Be open-minded, explore options. It’s only natural to stop at the colleges you’ve heard of, and those already on your list. Yet, college fairs are precisely the place to expand your thinking and to explore alternatives to the few colleges you might already be considering. Widen your net and take a chance on a college rep whose table is quiet. He or she may truly surprise you!
Don’t be shy. While it can be difficult to simply walk up to someone and start asking questions, the reps do want to meet you. It helps to have some prepared questions, but do not ask questions whose answers you can easily find on the college website. In other words, don’t ask how many majors a school offers or if it has club lacrosse. Do ask questions that may be more nuanced – “can you explain how I can get involved in research as a freshman?” or “tell me the most unique feature about X College” or “how would you describe the quintessential X University student?”
Write it down.
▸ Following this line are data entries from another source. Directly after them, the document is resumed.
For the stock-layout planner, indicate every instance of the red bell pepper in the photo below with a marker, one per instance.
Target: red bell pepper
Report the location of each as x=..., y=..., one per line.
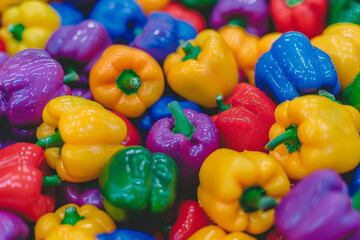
x=306, y=16
x=21, y=181
x=191, y=218
x=245, y=124
x=192, y=17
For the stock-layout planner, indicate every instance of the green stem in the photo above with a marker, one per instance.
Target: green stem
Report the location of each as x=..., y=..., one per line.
x=182, y=125
x=54, y=140
x=221, y=105
x=289, y=138
x=254, y=198
x=128, y=81
x=16, y=31
x=49, y=181
x=191, y=52
x=71, y=216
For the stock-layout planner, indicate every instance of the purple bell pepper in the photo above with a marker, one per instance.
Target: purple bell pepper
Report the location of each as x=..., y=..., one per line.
x=253, y=16
x=28, y=81
x=318, y=207
x=12, y=226
x=188, y=138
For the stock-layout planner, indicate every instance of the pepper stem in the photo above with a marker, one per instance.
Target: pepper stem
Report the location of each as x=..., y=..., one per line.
x=182, y=125
x=221, y=105
x=54, y=140
x=49, y=181
x=128, y=81
x=71, y=216
x=289, y=138
x=254, y=198
x=191, y=52
x=16, y=31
Keep a college notebook with the details that you’ve gleaned and the name of the person you met. Don’t be embarrassed to request a business card (sometimes they’re right on the table) and make sure to send an email thank you to the rep with whom you spoke. When application time comes in the fall, you may interject those details in the supplemental questions on your application. And if you plan to visit a particular college after the fair, email your contact person and let him/her know when you will be on campus.
Always fill out the ‘contact card’ - Most college reps give you a card to fill out. These are an expression of your “demonstrated interest” so always hand them back. Many schools monitor how many contacts you’ve made with their college so every connection counts.